Introduction to module 1
Read and summarize your data
This first module is dedicated to the understanding and handling of your data.
First you will learn to import data and then how to compute summary metrics from your data.
The basis of any statistical analysis is the underlying data.
A data-set is typically presented as a file containing information formatted as a table:
each line corresponds to an observation (individual, sample, ...)
each column correspond to a measured variable (height, sex, gene expression, ...)
To read data files and manipulate the data, you will rely on Pandas.
Pandas is a "high-level" module, designed for statistics/exploratory analysis. A great strength of pandas is its DataFrame which emulates many of the convenient behavior and syntax of their eponym counterpart in the R language.
First make sure that Pandas is correctly installed on your machine. You will find step by step instructions on this link: Pandas.
For the purpose of this course, we will demonstrate the reading operations on different datasets in order to showcase the different real-life situations you may be confronted to.
For the practicals we will use the file heartData_simplified.csv, which regroups various measurement on patients suffering from a heart disease or not. It corresponds to a cleaned and simplified version of the UCI heart disease data set.
Description of the columns of heartData_simplified.csv
age: Patient age in years
sex: Patient sex
chol: Cholesterol level in mg/dl.
thalach: Maximum heart rate during the stress test
oldpeak: Decrease of the ST segment during exercise according to the same one on rest.
ca: Number of main blood vessels coloured by the radioactive dye. The number varies between 0 to 3.
thal: Results of the blood flow observed via the radioactive dye.
fixed -> fixed defect (no blood flow in some part of the heart)

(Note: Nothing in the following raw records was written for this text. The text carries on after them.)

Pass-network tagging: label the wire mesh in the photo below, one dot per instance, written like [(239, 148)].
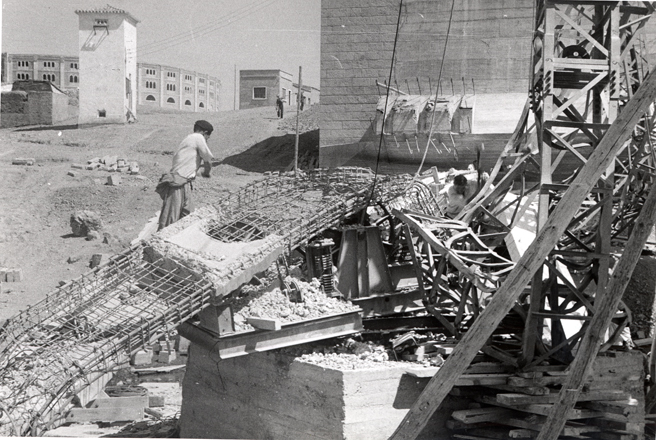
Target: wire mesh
[(90, 326)]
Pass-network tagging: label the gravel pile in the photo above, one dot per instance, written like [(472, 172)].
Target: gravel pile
[(274, 304)]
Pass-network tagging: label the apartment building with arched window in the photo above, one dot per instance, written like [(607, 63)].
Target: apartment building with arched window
[(157, 85)]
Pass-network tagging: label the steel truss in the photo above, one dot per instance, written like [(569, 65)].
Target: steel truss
[(56, 348)]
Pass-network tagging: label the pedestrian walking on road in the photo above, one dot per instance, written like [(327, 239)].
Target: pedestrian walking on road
[(279, 106)]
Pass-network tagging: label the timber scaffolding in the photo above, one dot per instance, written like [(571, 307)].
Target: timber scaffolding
[(539, 243), (61, 351)]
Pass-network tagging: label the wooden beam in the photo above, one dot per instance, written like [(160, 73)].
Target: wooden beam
[(440, 385), (606, 307)]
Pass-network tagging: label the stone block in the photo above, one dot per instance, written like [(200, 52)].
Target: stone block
[(166, 356), (109, 160), (156, 401), (142, 357), (113, 180), (23, 161), (182, 345), (82, 222), (11, 275), (97, 260)]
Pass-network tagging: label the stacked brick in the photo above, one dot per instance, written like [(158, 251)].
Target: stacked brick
[(8, 275)]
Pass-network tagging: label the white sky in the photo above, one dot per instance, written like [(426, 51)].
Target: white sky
[(208, 36)]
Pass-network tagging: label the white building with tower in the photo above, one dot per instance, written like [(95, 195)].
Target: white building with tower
[(107, 65)]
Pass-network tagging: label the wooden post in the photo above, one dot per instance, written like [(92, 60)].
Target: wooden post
[(606, 307), (298, 111), (506, 296)]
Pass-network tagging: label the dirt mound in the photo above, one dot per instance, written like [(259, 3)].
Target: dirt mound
[(277, 154)]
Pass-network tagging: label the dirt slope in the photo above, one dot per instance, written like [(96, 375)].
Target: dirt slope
[(36, 201)]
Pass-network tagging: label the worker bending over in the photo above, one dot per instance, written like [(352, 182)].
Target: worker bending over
[(461, 192), (175, 186)]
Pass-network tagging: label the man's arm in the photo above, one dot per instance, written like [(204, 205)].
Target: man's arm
[(207, 167), (206, 156)]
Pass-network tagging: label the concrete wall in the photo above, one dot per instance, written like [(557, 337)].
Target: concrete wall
[(34, 108), (489, 45), (14, 109), (131, 74), (274, 81), (104, 68), (272, 396)]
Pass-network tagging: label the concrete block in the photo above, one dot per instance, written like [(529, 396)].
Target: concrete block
[(182, 345), (16, 275), (156, 401), (97, 260), (166, 356), (11, 275), (23, 161), (142, 357), (113, 180), (109, 160)]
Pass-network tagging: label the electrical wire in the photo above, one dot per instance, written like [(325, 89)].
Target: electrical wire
[(203, 30), (439, 79), (382, 131), (206, 28)]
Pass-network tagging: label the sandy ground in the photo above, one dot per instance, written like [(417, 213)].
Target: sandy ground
[(36, 202)]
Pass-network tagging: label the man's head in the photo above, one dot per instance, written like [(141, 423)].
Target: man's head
[(460, 184), (203, 127)]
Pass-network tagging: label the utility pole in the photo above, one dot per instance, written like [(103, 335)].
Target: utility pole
[(236, 91), (298, 111)]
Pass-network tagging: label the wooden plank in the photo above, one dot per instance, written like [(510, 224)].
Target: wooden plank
[(481, 379), (264, 323), (531, 391), (256, 341), (535, 423), (115, 402), (439, 386), (478, 415), (624, 408), (539, 409), (111, 414), (606, 308), (521, 399)]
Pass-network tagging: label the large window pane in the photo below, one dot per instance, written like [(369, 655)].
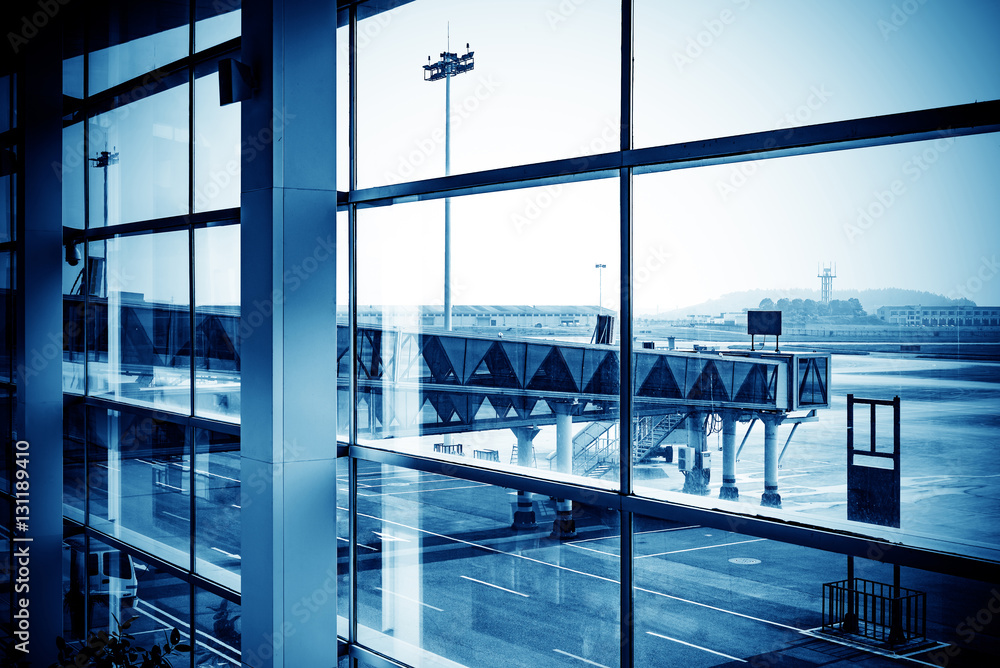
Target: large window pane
[(517, 382), (216, 23), (74, 465), (217, 632), (128, 39), (140, 350), (71, 173), (906, 235), (725, 67), (217, 499), (217, 322), (216, 145), (140, 481), (125, 587), (545, 85), (139, 159), (441, 573)]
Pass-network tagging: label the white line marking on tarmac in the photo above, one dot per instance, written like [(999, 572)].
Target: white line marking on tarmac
[(491, 549), (846, 643), (638, 533), (704, 649), (418, 491), (580, 658), (704, 547), (411, 600), (389, 538), (510, 591), (180, 625), (590, 549), (373, 549), (589, 575), (712, 607)]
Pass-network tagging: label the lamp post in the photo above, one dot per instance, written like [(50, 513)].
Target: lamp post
[(450, 65), (600, 291)]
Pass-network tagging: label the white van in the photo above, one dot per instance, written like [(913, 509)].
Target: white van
[(110, 573)]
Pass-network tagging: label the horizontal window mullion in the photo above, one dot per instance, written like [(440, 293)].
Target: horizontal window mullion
[(955, 121)]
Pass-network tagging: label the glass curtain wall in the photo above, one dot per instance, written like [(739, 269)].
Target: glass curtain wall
[(151, 355), (796, 461)]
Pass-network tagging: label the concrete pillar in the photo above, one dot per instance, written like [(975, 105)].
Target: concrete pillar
[(288, 447), (564, 439), (524, 515), (729, 490), (563, 527), (771, 498), (696, 480)]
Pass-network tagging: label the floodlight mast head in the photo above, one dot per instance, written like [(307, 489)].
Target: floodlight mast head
[(449, 65)]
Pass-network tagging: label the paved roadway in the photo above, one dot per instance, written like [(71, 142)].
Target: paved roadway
[(465, 587)]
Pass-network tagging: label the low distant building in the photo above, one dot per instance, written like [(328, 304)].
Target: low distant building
[(483, 316), (941, 316)]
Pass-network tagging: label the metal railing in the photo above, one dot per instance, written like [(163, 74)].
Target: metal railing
[(881, 612)]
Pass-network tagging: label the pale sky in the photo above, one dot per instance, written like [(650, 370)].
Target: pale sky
[(545, 86)]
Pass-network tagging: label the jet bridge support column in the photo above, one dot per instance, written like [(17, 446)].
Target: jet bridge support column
[(524, 516), (563, 527), (729, 490), (771, 498), (696, 480)]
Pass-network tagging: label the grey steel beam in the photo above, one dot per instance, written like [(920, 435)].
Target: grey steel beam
[(883, 544), (604, 498), (38, 322), (626, 427), (953, 121)]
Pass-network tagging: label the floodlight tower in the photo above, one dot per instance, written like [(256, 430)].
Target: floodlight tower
[(451, 64), (826, 274)]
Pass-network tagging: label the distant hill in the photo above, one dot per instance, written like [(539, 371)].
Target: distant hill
[(870, 300)]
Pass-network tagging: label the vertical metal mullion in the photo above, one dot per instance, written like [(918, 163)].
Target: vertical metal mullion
[(190, 430), (352, 301), (627, 592)]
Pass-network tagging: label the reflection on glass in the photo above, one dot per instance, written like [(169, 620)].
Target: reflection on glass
[(7, 347), (343, 329), (732, 67), (218, 629), (217, 322), (74, 319), (74, 471), (140, 474), (128, 586), (553, 92), (140, 350), (217, 506), (519, 380), (343, 551), (438, 560), (901, 236), (5, 102), (128, 39), (6, 424), (74, 581), (138, 159), (6, 203), (71, 174), (216, 147), (216, 23)]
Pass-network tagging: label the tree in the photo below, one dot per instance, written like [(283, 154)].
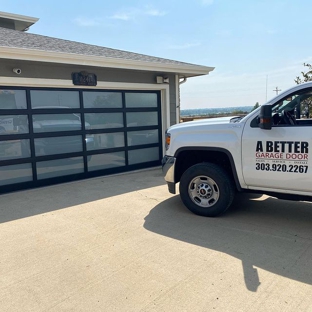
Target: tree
[(305, 106), (306, 76), (256, 106)]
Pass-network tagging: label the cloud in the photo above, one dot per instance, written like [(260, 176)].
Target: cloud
[(134, 14), (206, 2), (184, 46), (87, 22)]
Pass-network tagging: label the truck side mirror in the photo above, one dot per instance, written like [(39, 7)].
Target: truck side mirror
[(265, 117)]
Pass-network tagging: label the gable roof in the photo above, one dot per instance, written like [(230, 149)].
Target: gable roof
[(26, 46)]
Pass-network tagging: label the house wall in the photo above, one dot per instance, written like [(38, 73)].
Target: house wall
[(63, 71)]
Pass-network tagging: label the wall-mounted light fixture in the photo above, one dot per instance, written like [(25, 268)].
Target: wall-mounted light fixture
[(17, 71), (161, 79)]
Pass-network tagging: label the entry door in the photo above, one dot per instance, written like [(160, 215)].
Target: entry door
[(278, 158)]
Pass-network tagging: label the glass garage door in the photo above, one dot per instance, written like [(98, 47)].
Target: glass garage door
[(50, 136)]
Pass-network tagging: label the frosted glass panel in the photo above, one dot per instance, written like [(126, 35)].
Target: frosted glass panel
[(13, 149), (102, 100), (56, 122), (107, 140), (15, 174), (59, 167), (142, 119), (106, 161), (143, 155), (54, 99), (142, 137), (104, 120), (58, 145), (13, 99)]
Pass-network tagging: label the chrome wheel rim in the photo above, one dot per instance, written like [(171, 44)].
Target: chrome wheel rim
[(204, 191)]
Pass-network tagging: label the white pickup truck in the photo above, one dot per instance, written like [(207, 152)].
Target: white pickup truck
[(265, 152)]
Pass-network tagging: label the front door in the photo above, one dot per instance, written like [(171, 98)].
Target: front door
[(280, 158)]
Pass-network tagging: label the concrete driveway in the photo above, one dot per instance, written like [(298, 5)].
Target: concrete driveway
[(123, 243)]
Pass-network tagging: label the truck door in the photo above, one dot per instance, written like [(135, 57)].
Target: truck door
[(280, 158)]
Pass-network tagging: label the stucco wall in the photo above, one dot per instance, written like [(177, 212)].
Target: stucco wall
[(63, 71)]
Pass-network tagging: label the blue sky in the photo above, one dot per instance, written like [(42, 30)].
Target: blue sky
[(254, 45)]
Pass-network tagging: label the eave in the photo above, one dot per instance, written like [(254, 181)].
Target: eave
[(183, 70)]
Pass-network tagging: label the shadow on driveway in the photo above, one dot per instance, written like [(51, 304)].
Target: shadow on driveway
[(32, 202), (274, 235)]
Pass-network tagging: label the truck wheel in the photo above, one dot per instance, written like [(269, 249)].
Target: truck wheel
[(206, 189)]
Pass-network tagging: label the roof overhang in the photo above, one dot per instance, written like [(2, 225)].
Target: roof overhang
[(183, 70), (17, 22)]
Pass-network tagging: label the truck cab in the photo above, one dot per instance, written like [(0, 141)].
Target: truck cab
[(267, 151)]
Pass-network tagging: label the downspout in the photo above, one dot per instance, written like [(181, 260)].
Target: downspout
[(178, 106)]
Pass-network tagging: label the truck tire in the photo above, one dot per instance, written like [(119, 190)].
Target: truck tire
[(206, 189)]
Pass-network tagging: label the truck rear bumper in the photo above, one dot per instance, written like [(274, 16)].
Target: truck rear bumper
[(168, 163)]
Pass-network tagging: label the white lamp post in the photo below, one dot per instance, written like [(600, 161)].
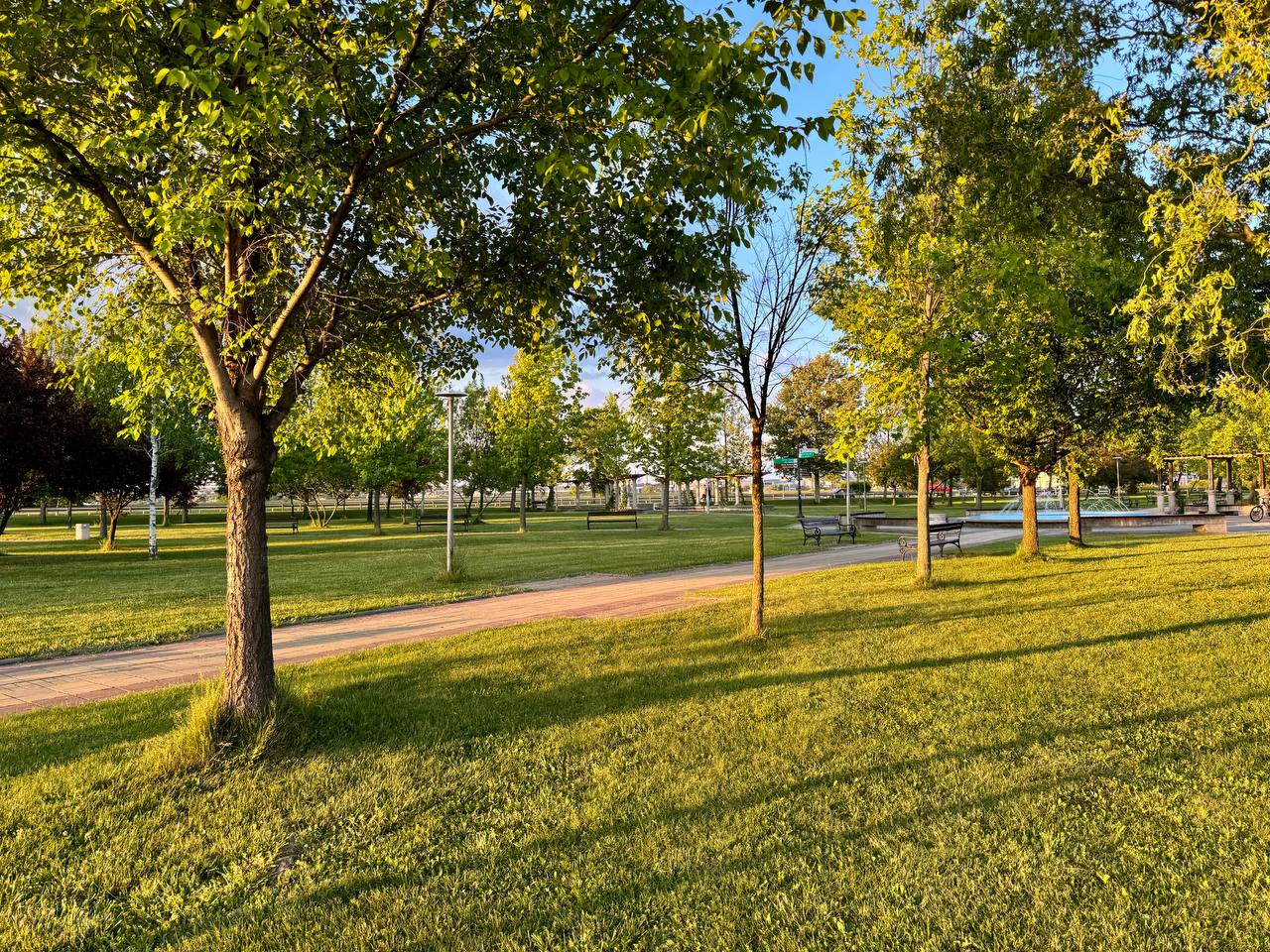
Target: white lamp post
[(449, 397)]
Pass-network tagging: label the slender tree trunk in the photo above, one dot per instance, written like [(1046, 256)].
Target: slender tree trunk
[(1030, 543), (249, 457), (1074, 506), (924, 515), (756, 503)]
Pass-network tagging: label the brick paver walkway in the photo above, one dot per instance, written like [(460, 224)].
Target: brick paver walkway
[(55, 682)]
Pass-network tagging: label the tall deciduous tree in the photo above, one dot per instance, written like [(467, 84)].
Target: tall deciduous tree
[(808, 405), (534, 413), (602, 444), (757, 335), (42, 429), (287, 179), (676, 422), (902, 253)]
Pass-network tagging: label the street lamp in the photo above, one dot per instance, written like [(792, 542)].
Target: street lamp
[(449, 398)]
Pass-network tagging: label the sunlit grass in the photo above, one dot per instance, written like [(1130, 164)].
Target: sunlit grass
[(64, 595), (1061, 754)]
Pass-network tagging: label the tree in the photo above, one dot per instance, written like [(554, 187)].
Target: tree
[(889, 465), (898, 255), (534, 414), (602, 444), (479, 465), (970, 457), (42, 429), (808, 404), (676, 421), (246, 191), (119, 468), (756, 335)]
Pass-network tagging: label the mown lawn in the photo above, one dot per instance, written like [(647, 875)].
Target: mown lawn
[(1069, 754), (62, 595)]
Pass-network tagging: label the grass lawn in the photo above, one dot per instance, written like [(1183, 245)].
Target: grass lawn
[(63, 595), (1067, 754)]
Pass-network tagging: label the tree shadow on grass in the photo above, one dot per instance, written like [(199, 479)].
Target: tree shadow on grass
[(557, 911)]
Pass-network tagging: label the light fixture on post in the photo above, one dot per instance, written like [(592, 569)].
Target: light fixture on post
[(449, 397)]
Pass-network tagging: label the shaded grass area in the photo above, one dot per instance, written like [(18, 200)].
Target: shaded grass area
[(1062, 754), (63, 595)]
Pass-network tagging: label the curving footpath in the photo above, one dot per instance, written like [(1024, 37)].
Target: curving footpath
[(75, 679)]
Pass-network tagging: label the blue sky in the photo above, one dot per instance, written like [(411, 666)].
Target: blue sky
[(833, 77)]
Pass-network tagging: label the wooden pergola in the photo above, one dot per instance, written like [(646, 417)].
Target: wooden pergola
[(1210, 460)]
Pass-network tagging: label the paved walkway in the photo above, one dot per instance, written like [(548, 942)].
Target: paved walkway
[(58, 682)]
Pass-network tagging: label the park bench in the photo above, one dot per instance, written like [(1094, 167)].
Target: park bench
[(945, 534), (422, 520), (608, 517), (818, 527)]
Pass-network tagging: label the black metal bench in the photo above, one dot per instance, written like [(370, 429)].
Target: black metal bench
[(818, 527), (440, 520), (610, 517), (943, 534)]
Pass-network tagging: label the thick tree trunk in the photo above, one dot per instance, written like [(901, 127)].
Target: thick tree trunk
[(756, 503), (249, 457), (1030, 543), (1074, 506), (924, 516)]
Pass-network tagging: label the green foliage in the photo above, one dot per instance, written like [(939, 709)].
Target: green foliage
[(250, 190), (1082, 771), (535, 411), (62, 595), (676, 420), (810, 403), (602, 444)]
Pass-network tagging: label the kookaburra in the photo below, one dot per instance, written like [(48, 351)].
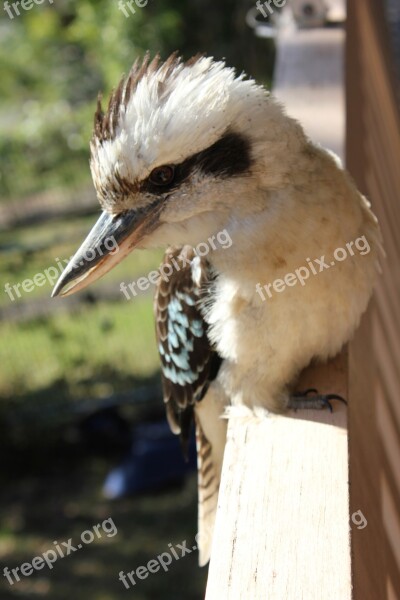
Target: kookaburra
[(184, 151)]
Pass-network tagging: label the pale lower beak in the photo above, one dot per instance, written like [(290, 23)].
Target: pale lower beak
[(110, 240)]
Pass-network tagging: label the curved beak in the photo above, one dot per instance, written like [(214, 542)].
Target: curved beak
[(110, 240)]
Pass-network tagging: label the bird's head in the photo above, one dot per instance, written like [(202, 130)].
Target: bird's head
[(171, 160)]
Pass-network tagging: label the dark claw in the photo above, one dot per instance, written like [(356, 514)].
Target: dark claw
[(322, 399), (306, 392), (335, 397)]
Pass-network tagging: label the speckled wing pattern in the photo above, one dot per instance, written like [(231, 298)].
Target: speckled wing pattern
[(188, 362)]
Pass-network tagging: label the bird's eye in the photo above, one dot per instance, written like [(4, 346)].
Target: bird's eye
[(162, 176)]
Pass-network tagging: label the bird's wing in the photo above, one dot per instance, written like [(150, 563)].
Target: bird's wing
[(188, 364)]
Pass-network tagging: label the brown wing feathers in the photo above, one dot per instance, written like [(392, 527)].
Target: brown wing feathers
[(188, 363)]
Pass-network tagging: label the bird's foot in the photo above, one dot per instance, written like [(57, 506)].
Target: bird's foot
[(311, 399)]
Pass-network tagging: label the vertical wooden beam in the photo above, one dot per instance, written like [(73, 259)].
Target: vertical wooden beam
[(282, 529)]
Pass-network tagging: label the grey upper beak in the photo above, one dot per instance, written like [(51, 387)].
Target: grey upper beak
[(110, 240)]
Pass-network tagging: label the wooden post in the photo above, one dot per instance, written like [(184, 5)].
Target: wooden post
[(283, 522)]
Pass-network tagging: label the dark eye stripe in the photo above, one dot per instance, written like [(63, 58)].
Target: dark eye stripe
[(227, 157)]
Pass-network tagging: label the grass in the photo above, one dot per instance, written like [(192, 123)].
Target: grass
[(57, 495), (78, 348), (50, 486)]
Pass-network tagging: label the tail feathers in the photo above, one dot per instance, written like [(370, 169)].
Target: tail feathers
[(208, 486)]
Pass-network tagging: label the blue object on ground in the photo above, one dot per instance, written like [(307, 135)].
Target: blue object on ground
[(154, 461)]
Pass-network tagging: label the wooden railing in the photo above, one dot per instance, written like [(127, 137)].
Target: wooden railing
[(289, 525)]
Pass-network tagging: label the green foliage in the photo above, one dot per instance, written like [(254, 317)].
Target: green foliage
[(55, 58)]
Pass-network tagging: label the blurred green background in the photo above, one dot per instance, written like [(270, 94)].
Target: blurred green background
[(60, 360)]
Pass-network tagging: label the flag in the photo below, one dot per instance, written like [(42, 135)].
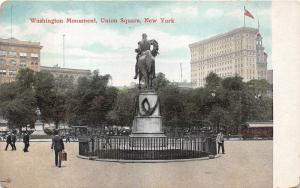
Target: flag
[(247, 13)]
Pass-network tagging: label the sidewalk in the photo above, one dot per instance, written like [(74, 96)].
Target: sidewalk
[(246, 164)]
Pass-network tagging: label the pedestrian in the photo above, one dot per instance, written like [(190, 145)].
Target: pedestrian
[(26, 142), (68, 138), (8, 141), (220, 141), (58, 146), (13, 141)]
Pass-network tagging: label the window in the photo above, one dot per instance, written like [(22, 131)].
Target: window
[(12, 72), (35, 55), (2, 72), (13, 62), (3, 53), (23, 64), (23, 54), (13, 54)]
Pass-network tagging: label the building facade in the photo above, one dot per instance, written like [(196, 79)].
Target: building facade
[(66, 73), (15, 55), (270, 76), (237, 52)]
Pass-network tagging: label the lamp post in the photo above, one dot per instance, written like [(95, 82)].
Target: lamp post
[(213, 94)]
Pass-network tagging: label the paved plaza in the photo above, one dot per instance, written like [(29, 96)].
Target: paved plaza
[(246, 164)]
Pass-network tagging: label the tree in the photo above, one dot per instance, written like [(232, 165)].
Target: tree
[(17, 100)]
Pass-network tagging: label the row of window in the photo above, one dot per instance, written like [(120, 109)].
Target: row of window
[(15, 54), (21, 64), (8, 72)]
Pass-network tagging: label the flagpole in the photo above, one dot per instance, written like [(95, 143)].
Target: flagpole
[(244, 17)]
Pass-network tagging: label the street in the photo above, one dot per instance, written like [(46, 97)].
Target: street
[(246, 164)]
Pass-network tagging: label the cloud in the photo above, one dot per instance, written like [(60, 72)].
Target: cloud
[(186, 11), (214, 13)]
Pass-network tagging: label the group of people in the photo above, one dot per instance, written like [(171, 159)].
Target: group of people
[(12, 138), (57, 144)]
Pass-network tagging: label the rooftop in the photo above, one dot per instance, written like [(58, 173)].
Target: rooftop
[(59, 69), (259, 124)]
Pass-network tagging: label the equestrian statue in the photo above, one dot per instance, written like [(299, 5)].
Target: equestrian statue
[(145, 61)]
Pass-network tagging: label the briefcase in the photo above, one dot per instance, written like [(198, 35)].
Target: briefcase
[(63, 155)]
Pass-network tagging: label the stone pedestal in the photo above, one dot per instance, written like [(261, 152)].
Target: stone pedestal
[(147, 122), (39, 130)]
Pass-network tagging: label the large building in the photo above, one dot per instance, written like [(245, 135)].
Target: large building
[(15, 55), (237, 52), (67, 73)]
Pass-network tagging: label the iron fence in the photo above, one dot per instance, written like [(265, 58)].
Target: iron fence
[(147, 148)]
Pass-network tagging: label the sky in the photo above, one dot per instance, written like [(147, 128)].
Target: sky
[(109, 48)]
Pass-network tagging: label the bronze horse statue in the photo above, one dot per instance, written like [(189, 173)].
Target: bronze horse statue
[(146, 65)]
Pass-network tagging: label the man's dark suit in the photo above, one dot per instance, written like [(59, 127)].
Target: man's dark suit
[(13, 141), (26, 142), (8, 142), (58, 146)]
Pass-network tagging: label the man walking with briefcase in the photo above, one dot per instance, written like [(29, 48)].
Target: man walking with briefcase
[(58, 146)]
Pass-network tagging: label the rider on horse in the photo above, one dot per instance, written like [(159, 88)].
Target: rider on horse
[(143, 46)]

normal -> normal blood flow
reversible -> reversible defect (a blood flow is observed but it is not normal)
target: Whether the patient has a heart disease or not
Module 1 is made of Task 1 and Task 2. You will find two different kinds of practice in the tasks. The first are formative quizzes, while the second are steps of the activity which enables you to practice the code on a sample data representative of the data you will use in your professional activity.
The activity (STEPS) runs throughout the course using the same data. These steps are the practice that you are required to do on your own machine to insure you are able to apply the code to your own data later on in your professional activity. These steps are easily recognizable as they have a blue background color.
The quizzes embedded in the course do not use the same data as the activity. They are right or wrong quizzes or multiple choice questions to highlight important code sequences. They have an orange background color.
You will also find theoretical information which has a beige background color.